俳優、声優が所属している日本俳優連合(以後:日俳連)の外画動画部会員に配布されています機関誌『Voice』では毎号、活躍され輝いていらっしゃる先輩方をクローズアップして、普段スタジオではなかなかお聞きできないお話をうかがっています。 今回は、第2回声優アワード功労賞を受賞し、日俳連事業に創成期から積極的に活動いただいている野沢那智さんにお話をうかがいました。

役者 野沢那智 誕生秘話

───役者になられたきっかけをお教えください。

僕はね、役者になる気なんか全然なかったんですよ。
最初は舞台美術家になろうと思って若い頃の劇団四季の金森馨さんのもとで大道具作ってたの。でもそうしたらある時「お前発想は良いんだけど、絵は下手だなァ。辞めたほうがいいよ。今一番足りないのは舞台監督だから、舞台監督やれ」でそのまま舞台監督になって。
その後劇団七曜会に入ったんですけども、もちろん演出部ね。だけどその時、親分の髙城淳一さんが、「お前、役者やれ!」って。勉強になるかなと思ってしばらく舞台に立っているうちに、テレビの生ドラマの仕事が入ってきて「行ってこい」って言われてね。これが、いつも犯罪者少年Aの役。「はい、そこで女性を襲って!」って言われてもどうやっていいのかわからないし、親も観てるしさ(笑)
野沢さん そんな風にとまどっていたら、さすがNHKだね、「まだ入団3ヶ月目でしかも演出部の研究生を出演させるなんぞトンでもない!」と大変なことになってさ。
とにかく、この役者仕事のアルバイトがどうしてもイヤでね、劇団に言ったの。
「ドラマだけは勘弁してくれませんか」
「じゃアテレコやってこい」
「なんですかそれ」
「ほら、最近外国人が日本語でしゃべってるだろ。アレだよ」
で行ったのが、『ハーバー・コマンド』っていう七曜会のユニットで、それが最初のアテレコ。
2年先輩の肝付兼太さんが「大丈夫だよ。俺、後ろで肩叩いてやるから」っておっしゃってね。
それでもずいぶんトラブル起こしてさ。一言しゃべって「あぁよかった。うまくいった」と思って安心して座ろうとした瞬間、「いけねぇ。もう一言あった!」って慌ててマイクの前に立ったその時、ちょうど自分がやる警官がアップになってたもんだから思わず聞いた英語そのままを叫んじゃったんだよね。「ザ・カー!」って!(一同笑い)
他にも肝付さんが肩叩いてくれたのに、思わず「何?」って言っちゃったりね。(大爆笑)
そんな感じで、アテレコはNG続出でした。

役との出会い

───そんなNG続出で始まった役者生活を続けられていらしたのはどうしてでしょうか。
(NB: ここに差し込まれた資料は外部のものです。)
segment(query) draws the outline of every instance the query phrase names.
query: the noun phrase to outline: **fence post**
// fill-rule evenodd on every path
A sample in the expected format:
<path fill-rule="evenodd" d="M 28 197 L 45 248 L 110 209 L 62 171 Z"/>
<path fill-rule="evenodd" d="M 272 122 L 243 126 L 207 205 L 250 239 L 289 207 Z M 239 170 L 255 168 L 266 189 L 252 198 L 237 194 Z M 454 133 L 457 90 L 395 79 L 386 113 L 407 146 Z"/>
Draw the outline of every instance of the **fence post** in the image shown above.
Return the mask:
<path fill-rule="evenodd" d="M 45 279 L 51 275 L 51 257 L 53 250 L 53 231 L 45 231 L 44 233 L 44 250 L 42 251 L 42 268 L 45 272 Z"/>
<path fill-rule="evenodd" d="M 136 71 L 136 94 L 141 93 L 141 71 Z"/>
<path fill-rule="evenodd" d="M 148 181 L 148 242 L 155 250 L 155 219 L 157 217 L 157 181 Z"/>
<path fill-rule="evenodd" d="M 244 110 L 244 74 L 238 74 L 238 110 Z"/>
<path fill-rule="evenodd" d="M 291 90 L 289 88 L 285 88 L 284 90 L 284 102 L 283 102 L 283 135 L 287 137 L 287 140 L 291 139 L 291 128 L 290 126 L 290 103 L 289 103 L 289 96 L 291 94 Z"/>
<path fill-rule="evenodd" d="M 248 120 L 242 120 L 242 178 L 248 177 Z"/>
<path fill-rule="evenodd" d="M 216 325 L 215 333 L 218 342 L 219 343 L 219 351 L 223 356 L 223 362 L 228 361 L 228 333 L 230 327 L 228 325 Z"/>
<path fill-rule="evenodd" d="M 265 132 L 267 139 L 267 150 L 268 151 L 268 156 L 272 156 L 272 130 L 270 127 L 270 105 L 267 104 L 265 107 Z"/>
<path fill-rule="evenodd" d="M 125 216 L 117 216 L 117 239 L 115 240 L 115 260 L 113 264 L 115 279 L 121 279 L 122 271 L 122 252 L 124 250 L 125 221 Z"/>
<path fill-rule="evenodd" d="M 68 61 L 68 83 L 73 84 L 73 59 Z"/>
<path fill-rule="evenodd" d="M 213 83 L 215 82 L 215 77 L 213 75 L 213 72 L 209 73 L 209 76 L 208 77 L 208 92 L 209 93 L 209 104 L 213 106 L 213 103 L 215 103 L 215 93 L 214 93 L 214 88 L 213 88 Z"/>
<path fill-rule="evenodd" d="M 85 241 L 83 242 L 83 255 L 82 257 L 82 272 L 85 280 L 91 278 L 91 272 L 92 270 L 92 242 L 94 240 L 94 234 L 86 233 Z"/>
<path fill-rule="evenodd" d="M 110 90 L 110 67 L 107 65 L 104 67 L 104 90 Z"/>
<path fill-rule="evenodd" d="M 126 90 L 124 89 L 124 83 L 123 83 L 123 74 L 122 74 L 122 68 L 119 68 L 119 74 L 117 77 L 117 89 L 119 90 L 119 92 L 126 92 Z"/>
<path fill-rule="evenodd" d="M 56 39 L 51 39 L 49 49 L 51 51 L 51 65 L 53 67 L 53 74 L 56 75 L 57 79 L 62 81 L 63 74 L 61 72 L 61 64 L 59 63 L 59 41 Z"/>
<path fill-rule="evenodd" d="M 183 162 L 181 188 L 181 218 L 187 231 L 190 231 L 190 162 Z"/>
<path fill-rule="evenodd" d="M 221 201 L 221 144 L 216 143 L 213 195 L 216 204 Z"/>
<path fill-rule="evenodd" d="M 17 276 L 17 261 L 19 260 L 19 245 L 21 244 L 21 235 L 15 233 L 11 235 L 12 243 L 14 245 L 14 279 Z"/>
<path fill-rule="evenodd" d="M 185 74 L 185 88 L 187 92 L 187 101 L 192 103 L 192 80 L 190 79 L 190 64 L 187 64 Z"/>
その後俳協に移ったんだけど、もちろん演出をやりたかったし、63年に劇団薔薇座も設立したからアテレコはもう辞めよう、もう辞めようと思ってね。思い切って事務所に相談したら、「いいよ。でも最後に一つだけ、これ愛川欽也さんに決まってるんだけど、一応このオーディションだけ行ってきて」っていわれて。
それでまァ、辞めるんだからと思ってね、そのスタジオに行ったんですよ。スタジオに入ったらミキサールームにいたおじさんがずーっとこっち見ててね。30秒くらい。「よし、お前でやろう! 決めた!」って。「えっ、僕は辞めようと…」って言いたかったけど俳協の名前で来ちゃってるし。で、とりあえずしゃべってみろってことになって。
デビッド・マッカラムっていう役者の吹替えなんだけど、その頃は外国人はみんな低音だっていうのがあったからみんな低い声でやっててね。で僕は、「この人は低音じゃできないよな。若くてひょろひょろしてるし」って思って、頭のてっぺんから出るような声でしゃべったわけ。
そうしたら「それでいこう」って決まっちゃって。「おい、毎週この声でねぇよ俺」って思わずいっちゃった。(笑)
それで結局辞めるわけにもいかなくなって、そうしたら5年くらい続いちゃったんだ。これが『ナポレオン・ソロ』のイリヤ・クリアキン役。

───その役の思い出話などお聞かせください。

この作品は厳しかったですよ。滝山さんっていう大ディレクターでしたけどね。普通は誰かがトチッたところって、後で抜き録りするでしょ? でも彼は何にも言わない。終わると「はい、自覚症状のあるやつ」って言われて、みんな自分で自己申告するんです。先輩たちはみんな録り直してもらってるからね、「僕も」って言ったら、「おまえの録り直すんだったら、今までの全部録り直しだよ。オンエアーで恥かけ!」って。5年間一度も録り直してくれなかった。
新人なんかに抜き録りなんて甘ったれたことしてたらロクなモンになんないって考えだったらしいんですよ。まぁプロの演出家がOK出すんだから大丈夫なんだろうなって思ってOA観たら、はっきりロレってるの。(笑) 今じゃそんなこと許されないけどね。
そういえばこの仕事の時、僕はスタジオから3回飛び出しましたよ。台本叩きつけて。「こんなものやってられるか!!」ってね。
その度に矢島正明さんが追っかけてきてくださって。
四谷のベンチで2人で座って、なぐさめられて一緒にスタジオに帰るわけ。
スタジオっていうのは飛び出す時はカッコイイんですよ。でも戻るときはみっともないんですよね。大御所の大先輩たちがぞろっといるわけで、その中に戻っていくと皆ニヤニヤ。そんな時代でした。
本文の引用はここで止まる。